By the 19th century oil sketches, often referred to as "oil studies" if from this period, had become very common, both as preparatory works, and for their own sake. The popularity of the oil sketch engendered the need to formulate distinctions. The esquisse, or oil sketch, tended to be inspirational or imaginative, often originating in literature or art; the etude, or study, tended to represent an observation of nature, painted from life. In academic painting the oil sketch took the form of the croquis, a small and gestural compositional study, and the ébauche, a dynamic laying-in of paint on the full-scale canvas, a temporary stage of the painting eventually leading to greater elaboration.

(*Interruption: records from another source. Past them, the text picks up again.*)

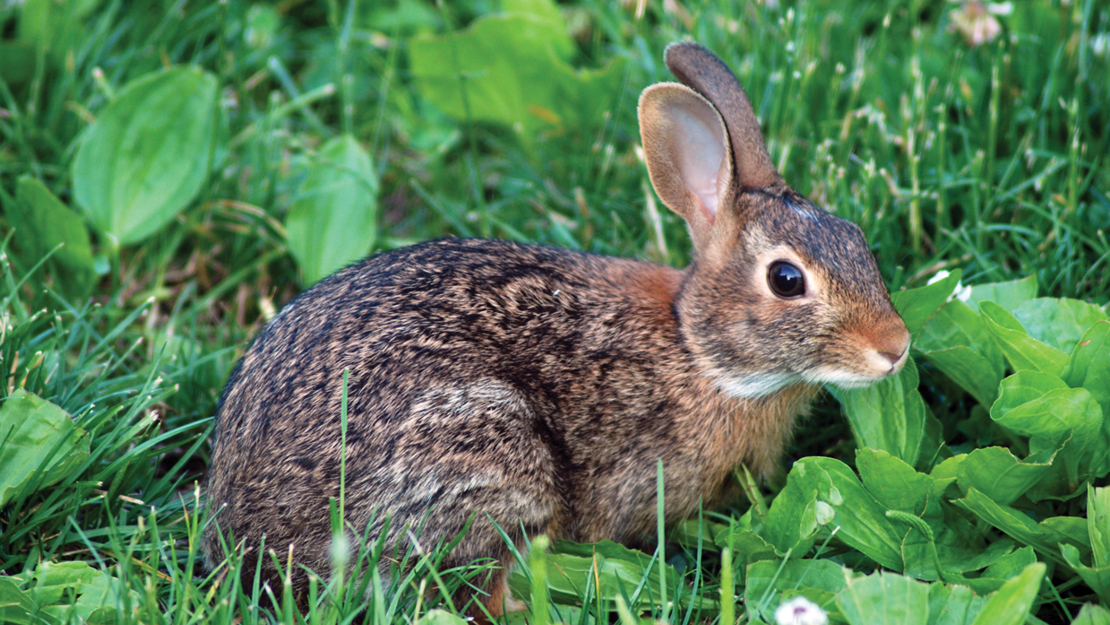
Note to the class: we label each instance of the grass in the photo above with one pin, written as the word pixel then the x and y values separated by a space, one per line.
pixel 984 158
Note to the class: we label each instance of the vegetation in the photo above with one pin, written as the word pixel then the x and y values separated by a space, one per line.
pixel 172 172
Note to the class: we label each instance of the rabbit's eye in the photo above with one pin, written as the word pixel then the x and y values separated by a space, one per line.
pixel 786 280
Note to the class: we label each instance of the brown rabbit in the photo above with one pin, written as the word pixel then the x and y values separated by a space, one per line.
pixel 540 386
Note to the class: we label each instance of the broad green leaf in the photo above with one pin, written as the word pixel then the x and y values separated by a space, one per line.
pixel 99 595
pixel 145 157
pixel 1097 577
pixel 1098 524
pixel 836 496
pixel 917 305
pixel 512 69
pixel 1058 322
pixel 947 472
pixel 1092 615
pixel 16 606
pixel 791 520
pixel 1022 351
pixel 38 442
pixel 53 27
pixel 889 415
pixel 885 598
pixel 769 583
pixel 1000 475
pixel 63 592
pixel 957 342
pixel 1001 571
pixel 1041 536
pixel 1011 564
pixel 894 483
pixel 952 604
pixel 970 370
pixel 1007 294
pixel 42 224
pixel 334 220
pixel 1089 365
pixel 1041 406
pixel 1010 604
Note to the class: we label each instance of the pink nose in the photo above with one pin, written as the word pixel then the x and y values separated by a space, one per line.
pixel 892 356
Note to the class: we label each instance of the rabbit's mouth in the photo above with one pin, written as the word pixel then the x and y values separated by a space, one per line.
pixel 754 385
pixel 874 368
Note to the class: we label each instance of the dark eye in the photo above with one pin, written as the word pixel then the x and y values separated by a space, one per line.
pixel 786 280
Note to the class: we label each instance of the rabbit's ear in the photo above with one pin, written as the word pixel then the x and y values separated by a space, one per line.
pixel 704 72
pixel 687 153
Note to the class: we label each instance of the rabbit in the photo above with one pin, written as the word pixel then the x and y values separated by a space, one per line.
pixel 537 387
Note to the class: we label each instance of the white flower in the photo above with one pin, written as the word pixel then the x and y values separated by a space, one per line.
pixel 800 611
pixel 962 293
pixel 938 276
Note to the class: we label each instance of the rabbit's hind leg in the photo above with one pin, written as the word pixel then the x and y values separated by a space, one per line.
pixel 480 464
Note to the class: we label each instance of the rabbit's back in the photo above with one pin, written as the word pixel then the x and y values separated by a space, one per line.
pixel 530 383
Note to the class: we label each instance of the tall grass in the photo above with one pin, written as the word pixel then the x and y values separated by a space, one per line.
pixel 989 158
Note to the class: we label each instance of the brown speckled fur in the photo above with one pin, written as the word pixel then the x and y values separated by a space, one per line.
pixel 542 385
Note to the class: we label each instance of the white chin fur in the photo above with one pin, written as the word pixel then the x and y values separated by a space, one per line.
pixel 840 377
pixel 755 385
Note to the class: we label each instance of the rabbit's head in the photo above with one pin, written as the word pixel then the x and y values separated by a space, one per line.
pixel 780 292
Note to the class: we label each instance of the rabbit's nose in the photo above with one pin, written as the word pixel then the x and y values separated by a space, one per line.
pixel 892 356
pixel 896 349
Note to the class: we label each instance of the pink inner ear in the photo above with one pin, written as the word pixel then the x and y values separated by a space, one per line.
pixel 700 150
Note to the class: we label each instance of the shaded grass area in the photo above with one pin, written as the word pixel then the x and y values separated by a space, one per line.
pixel 988 158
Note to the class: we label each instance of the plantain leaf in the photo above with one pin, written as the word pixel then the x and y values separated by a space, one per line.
pixel 1058 322
pixel 46 225
pixel 39 444
pixel 1089 366
pixel 148 153
pixel 334 221
pixel 1022 351
pixel 824 491
pixel 889 416
pixel 957 342
pixel 1010 604
pixel 885 598
pixel 1092 615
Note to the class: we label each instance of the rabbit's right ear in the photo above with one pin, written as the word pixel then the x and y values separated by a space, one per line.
pixel 688 154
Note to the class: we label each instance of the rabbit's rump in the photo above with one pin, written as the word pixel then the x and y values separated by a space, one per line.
pixel 487 380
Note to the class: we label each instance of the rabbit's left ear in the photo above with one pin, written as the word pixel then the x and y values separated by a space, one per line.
pixel 703 71
pixel 687 153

John Constable made extensive use of sketches for his landscapes, both of intimate scale, often in a sketchbook on paper, and in full-scale sketches for his largest "six-footers", which he used to refine his compositions. Delacroix, Géricault, Manet and Degas are other artists who often used them. For some oil sketches Degas painted in essence, a technique by which the oil had been all but removed from the pigment, so that the artist was virtually drawing with pure paint. Seurat made many careful small oil sketches for his larger works. However, with the advent of Impressionism, and then Modernism, the practice of preparatory drawing and painting tended to decline. The abandonment by many artists of a high level of detail and finish in favor of a more painterly and spontaneous approach, reduced the distinction between a detailed sketch and a finished painting. Sketches by Rubens or Tiepolo, for example, are at least as highly finished as many 20th century oil paintings. Many artists, especially those working in more traditional styles, still use oil sketches today. Francis Bacon is an example of an artist who called many of his most important, and largest, finished works "studies": examples are his Three Studies for Figures at the Base of a Crucifixion Tate Britain, or his Study from Pope Innocent X, auctioned in 2007 for $52.7 million.